Un altro sorso? Su il manifesto - 20 settembre 2005, pagina 11 - c'è un'inchiesta di Manuela Cartosio intitolata (nel riquadro della prima pagina) “Università al mercato”. Il sommario va al sodo: “Gli atenei pubblici si fanno concorrenza con spot pubblicitari pagati con fondi sottratti a borse di studio e ad alloggi per studenti”. L'articolo inizia così: “Liscia o gassata? Università di Macerata. Ricca di fosforo, povera di tedio. Dieci anni fa neppure i più fantasiosi avrebbero immaginato che per conquistare “clienti” un'università si sarebbe giulivamente paragonata ad una bottiglia d'acqua minerale”. L'articolo è illustrato anche con due manifesti dell'Università di Macerata. La didascalia dice: “Esempi di promozione di alcune università. Il più “frizzante” riguarda l'Università di Macerata”. Se è vero (chi ce lo può dire, seriamente?) che le pubblicità universitarie (di alcune università?) vengono pagate con fondi sottratti a borse di studio e ad alloggi per studenti, c'è da urlare contro. Manuela Cartosio riporta, nel suo articolo, un pensiero estratto da Contro la comunicazione, di Mario Perniola (Einaudi editore): “la comunicazione è l'opposto della conoscenza ed è nemica delle idee”. Detto così non mi sembra un pensiero serio.

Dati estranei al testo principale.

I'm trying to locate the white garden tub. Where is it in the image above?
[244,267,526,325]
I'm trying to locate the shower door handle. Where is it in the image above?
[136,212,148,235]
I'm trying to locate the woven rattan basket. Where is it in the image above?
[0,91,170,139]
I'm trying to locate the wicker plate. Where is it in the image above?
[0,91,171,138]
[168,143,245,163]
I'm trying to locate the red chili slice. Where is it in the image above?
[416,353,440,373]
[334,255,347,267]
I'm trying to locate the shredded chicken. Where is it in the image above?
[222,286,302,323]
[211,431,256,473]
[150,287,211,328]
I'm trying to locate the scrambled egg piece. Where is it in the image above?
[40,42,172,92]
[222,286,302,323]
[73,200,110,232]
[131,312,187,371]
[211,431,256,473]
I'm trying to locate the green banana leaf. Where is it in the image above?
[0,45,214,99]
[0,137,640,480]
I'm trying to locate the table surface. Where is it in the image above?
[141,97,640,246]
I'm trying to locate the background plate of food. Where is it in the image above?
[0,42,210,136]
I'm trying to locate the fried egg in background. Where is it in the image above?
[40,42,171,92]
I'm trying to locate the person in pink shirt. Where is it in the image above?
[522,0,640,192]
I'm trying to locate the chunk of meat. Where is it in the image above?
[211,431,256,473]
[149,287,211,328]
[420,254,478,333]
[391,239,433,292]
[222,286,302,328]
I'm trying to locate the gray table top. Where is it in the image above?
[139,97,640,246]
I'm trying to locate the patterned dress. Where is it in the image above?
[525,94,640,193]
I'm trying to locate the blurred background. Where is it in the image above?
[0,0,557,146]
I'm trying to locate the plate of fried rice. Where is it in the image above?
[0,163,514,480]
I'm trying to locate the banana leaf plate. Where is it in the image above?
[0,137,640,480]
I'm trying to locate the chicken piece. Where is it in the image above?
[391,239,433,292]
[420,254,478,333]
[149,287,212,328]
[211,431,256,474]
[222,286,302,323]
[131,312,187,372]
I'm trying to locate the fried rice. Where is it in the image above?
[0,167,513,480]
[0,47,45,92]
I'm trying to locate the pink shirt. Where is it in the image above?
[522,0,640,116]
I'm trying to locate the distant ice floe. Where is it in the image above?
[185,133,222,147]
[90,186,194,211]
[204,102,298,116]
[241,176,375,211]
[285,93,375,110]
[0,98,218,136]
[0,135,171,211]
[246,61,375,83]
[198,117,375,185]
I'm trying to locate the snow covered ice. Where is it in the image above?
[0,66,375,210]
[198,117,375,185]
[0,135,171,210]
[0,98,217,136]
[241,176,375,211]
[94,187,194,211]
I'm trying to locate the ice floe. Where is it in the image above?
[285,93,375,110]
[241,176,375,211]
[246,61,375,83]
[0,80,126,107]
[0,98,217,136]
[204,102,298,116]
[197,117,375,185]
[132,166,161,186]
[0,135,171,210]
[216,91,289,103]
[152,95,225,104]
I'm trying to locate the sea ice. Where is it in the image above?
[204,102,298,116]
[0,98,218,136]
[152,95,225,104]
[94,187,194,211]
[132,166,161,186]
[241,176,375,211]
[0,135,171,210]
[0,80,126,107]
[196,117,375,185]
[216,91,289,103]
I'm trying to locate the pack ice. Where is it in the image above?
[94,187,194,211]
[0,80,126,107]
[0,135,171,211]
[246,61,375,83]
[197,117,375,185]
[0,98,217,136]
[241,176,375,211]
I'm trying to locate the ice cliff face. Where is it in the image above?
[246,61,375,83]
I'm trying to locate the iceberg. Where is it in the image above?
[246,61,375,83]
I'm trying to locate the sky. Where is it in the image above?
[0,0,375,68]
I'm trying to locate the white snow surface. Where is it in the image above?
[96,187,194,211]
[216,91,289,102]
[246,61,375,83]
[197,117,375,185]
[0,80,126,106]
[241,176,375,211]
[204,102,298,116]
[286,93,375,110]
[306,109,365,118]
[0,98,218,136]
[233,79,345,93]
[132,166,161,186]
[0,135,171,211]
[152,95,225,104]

Bisognerebbe leggere almeno una pagina o un capitolo e magari tutto il libro. Accontentiamoci di questa battuta e chiosiamo alla buona. E' il pensiero dell'autore? Speriamo di no, perché sarebbe una contraddizione troppo ingenua. Come ingenua risulta, purtroppo, la mia considerazione: senza comunicazione chi leggerebbe il libro einaudiano (editrice di proprietà dell'uomo di Arcore, che con la pubblicità si è costruito un impero e scranni parlamentari e un partito e una squadra di calcio e leggi personali e non si finirebbe più di elencare quello che si trova tra uno spot e l'altro)? Se pago la mia iscrizione ad una università 600 euro (poco o tanto che sia) divento, prima ancora di essere matricola, un cliente. Il denaro, strumento per avere “cose” (e anche idee, se queste sono stampate o registrare o filmate) ci rende tutti clienti di qualcuno. Un libro costa minimo 20 euro. Un cd costa lo stesso. Una enormità. Ha ragione Beppe Grillo quando dice che quelli che ci governano i libri non li bruciano, ma ti fanno passare la voglia di leggerli. Forse non solo per il costo elevato, ma anche quello conta. Le università, dunque, si fanno pubblicità. E fanno bene. E speriamo con un budget trasparente.